The formula for $End is easier, the only trick is the minus 1, it is because the Start and End values are inclusive (so for example between 1 an 19 there are 19 tasks not 18)
The following slightly modified piece of logic should also work, it avoids the "fancy" formula by keeping a running tab of the $Start variable, rather than recomputing it each time..
$NumTasks = 89
$NumThreads = 5
$Remainder = $NumTasks % $NumThreads
$DefaultNumTasksAssigned = floor($NumTasks / $NumThreads)
$Start = 1
For $i = 1 To $NumThreads
if $i <= $Remainder Then // fixed here! need <= because $i is one-based
$NumTasksAssigned = $DefaultNumTasksAssigned + 1
else
$NumTasksAssigned = $DefaultNumTasksAssigned
endif
$End = $Start + $NumTasksAssigned -1
print Thread $i: Tasks $Start-$End ($NumTasksAssigned tasks)
$Start = $Start + $NumTasksAssigned
Next
Here's a Python transcription of the above
>>> def ShowWorkAllocation(NumTasks, NumThreads):
... Remainder = NumTasks % NumThreads
... DefaultNumTasksAssigned = math.floor(NumTasks / NumThreads)
... Start = 1
... for i in range(1, NumThreads + 1):
... if i <= Remainder:
... NumTasksAssigned = DefaultNumTasksAssigned + 1
... else:
... NumTasksAssigned = DefaultNumTasksAssigned
... End = Start + NumTasksAssigned - 1
... print("Thread ", i, ": Tasks ", Start, "-", End, "(", NumTasksAssigned,")")
... Start = Start + NumTasksAssigned
...
>>>
>>> ShowWorkAllocation(89, 5)
Thread 1 : Tasks 1 - 18 ( 18 )
Thread 2 : Tasks 19 - 36 ( 18 )
Thread 3 : Tasks 37 - 54 ( 18 )
Thread 4 : Tasks 55 - 72 ( 18 )
Thread 5 : Tasks 73 - 89 ( 17 )
>>> ShowWorkAllocation(11, 5)
Thread 1 : Tasks 1 - 3 ( 3 )
Thread 2 : Tasks 4 - 5 ( 2 )
Thread 3 : Tasks 6 - 7 ( 2 )
Thread 4 : Tasks 8 - 9 ( 2 )
Thread 5 : Tasks 10 - 11 ( 2 )
>>>
>>> ShowWorkAllocation(89, 11)
Thread 1 : Tasks 1 - 9 ( 9 )
Thread 2 : Tasks 10 - 17 ( 8 )
Thread 3 : Tasks 18 - 25 ( 8 )
Thread 4 : Tasks 26 - 33 ( 8 )
Thread 5 : Tasks 34 - 41 ( 8 )
Thread 6 : Tasks 42 - 49 ( 8 )
Thread 7 : Tasks 50 - 57 ( 8 )
Thread 8 : Tasks 58 - 65 ( 8 )
Thread 9 : Tasks 66 - 73 ( 8 )
Thread 10 : Tasks 74 - 81 ( 8 )
Thread 11 : Tasks 82 - 89 ( 8 )
>>>
I think you've solved the wrong half of your problem.
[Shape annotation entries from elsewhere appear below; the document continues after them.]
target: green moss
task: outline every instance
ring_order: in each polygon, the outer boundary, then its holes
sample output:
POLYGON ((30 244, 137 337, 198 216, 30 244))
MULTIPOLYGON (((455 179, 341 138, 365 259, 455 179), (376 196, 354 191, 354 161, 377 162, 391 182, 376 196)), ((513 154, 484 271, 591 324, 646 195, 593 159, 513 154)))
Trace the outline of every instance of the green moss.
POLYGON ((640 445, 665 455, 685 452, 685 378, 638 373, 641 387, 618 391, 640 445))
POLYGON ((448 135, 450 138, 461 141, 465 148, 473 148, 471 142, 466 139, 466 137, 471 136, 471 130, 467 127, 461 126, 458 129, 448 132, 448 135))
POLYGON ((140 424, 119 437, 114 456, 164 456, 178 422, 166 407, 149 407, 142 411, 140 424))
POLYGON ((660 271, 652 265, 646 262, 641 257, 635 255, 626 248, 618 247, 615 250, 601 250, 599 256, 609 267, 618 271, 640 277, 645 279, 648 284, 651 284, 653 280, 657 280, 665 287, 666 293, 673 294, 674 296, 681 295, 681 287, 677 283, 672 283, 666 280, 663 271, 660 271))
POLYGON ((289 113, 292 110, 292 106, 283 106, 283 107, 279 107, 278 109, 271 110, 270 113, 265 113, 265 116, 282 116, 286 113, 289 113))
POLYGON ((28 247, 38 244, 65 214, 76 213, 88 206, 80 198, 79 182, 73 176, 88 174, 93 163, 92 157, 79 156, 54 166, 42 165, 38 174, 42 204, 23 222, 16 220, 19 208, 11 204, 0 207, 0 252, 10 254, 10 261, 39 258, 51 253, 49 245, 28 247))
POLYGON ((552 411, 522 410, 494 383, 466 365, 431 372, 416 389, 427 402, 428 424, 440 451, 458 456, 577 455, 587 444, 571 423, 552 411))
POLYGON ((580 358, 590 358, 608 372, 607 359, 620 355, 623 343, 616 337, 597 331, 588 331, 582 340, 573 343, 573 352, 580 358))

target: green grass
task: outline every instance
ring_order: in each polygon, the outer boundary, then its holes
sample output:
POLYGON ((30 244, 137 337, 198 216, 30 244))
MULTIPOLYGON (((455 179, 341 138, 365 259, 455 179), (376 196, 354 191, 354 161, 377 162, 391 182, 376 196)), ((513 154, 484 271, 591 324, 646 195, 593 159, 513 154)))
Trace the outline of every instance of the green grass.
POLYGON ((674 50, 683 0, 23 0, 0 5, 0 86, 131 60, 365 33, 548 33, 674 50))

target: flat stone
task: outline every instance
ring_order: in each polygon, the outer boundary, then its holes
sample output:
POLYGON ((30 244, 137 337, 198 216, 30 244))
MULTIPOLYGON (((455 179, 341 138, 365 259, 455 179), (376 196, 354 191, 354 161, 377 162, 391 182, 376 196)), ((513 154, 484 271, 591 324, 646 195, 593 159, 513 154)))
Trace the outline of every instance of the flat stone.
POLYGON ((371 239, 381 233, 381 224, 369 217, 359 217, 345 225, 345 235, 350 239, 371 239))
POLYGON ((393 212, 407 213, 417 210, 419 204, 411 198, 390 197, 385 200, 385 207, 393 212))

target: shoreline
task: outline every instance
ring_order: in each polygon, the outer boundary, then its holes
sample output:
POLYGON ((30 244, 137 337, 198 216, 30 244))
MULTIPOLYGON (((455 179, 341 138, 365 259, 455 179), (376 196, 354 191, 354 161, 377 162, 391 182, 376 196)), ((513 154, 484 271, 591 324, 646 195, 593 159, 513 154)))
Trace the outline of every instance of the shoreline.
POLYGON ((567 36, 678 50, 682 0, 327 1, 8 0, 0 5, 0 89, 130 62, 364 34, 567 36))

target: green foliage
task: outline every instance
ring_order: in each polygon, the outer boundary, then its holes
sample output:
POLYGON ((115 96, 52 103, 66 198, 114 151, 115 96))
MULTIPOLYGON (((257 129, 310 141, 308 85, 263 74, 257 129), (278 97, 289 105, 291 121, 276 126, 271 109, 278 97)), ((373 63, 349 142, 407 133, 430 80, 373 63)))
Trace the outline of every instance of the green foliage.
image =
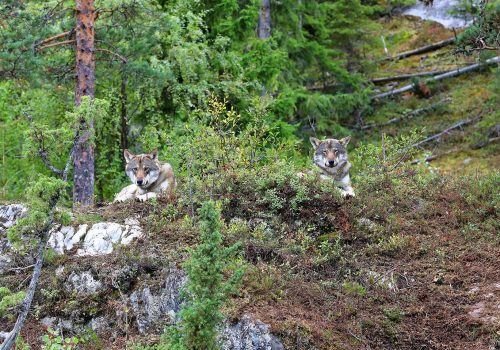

It's going to be virtually impossible to precisely determine the time it will take to complete all your tasks, unless all of the following are true:
your tasks are 100% CPU-bound: that is, they use 100% CPU while running and don't need to do any I/O
none of your tasks have to synchronize with any of your other tasks in any way
you have exactly as many threads as you have CPUs
the computer that is running these tasks is not performing any other interesting tasks at the same time
In practice, most of the time, your tasks are I/O-bound rather than CPU-bound: that is, you are waiting for some external resource such as reading from a file, fetching from a database, or communicating with a remote computer. In that case, you only make things worse by adding more threads, because they're all contending for the same scarce resource.
Finally, unless you have some really weird hardware, it's unlikely you can actually have exactly five threads running simultaneously. (Usually processor configurations come in multiples of at least two.) Usually the sweet spot is at about 1 thread per CPU if your tasks are very CPU-bound, about 2 threads per CPU if the tasks spend half their time being CPU-bound and half their time doing IO, etc.
tl;dr: We need to know a lot more about what your tasks and hardware look like before we can advise you on this question.